The relation between internal and external activity is one of the principal points of controversy between Leontiev and Rubinstein. Rubinstein criticized Leontiev’s conception of internalization as a transformation of external activity to internal, psychic activity. According to Rubinstein (1973), all the external conditions determine the impact on the thinking only refracted through the internal conditions. External causes act through internal conditions. For Rubinstein, Leontiev overstressed the dependence of internal activity on external activity, while not revealing the inner structure and content of psychic activity itself.

One of the consequences of Leontiev’s approach to internalization is the reduction of learning to the assimilation of fixed knowledge, of predetermined products and results of the process of cognition. Rubinstein criticized the perspective of reduction of learning to a purely reproductive process, to the simple appropriation of ready-made products of culture and the elimination of the production of new knowledge and new forms of activity. One of Rubinstein’s main achievements is connected with his focus on the active, creative role of the subjects and their non reproductive, innovative activity.

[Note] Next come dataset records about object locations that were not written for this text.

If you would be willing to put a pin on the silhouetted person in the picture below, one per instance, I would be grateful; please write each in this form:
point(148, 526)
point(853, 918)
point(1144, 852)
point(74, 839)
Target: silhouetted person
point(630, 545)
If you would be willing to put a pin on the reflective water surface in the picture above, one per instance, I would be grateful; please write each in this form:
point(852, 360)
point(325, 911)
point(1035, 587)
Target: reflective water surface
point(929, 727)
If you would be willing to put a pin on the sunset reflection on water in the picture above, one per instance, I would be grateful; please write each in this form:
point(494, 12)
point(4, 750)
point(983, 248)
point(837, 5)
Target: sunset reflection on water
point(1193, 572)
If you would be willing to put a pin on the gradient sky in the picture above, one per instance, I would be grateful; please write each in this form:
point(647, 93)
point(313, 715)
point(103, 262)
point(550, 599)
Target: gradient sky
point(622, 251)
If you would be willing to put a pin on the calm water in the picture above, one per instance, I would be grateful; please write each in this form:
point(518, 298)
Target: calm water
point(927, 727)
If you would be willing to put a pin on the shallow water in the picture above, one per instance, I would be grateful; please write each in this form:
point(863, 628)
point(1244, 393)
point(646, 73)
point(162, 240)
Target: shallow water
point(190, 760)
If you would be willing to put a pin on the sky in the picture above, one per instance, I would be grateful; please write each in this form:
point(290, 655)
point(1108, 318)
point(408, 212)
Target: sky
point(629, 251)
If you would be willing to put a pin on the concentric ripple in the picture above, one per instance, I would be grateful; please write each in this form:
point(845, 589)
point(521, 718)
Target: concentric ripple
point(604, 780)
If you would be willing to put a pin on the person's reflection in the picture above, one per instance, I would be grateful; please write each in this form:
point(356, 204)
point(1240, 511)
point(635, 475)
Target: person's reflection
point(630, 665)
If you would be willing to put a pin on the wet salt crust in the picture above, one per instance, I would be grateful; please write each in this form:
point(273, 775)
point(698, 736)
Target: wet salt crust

Rubinstein suggested a more dialectical approach than Leontiev, one which demonstrates the complex interconnection of the internal and external activity and highlights the importance of subjects in the creative learning process. However, in Rubinstein’s activity theory, as in Leontiev’s theory, there is not a concrete analysis of activity in the particular sociocultural contexts and the description of the particular sociocultural and educational conditions of the transition from the reproductive to creative learning process.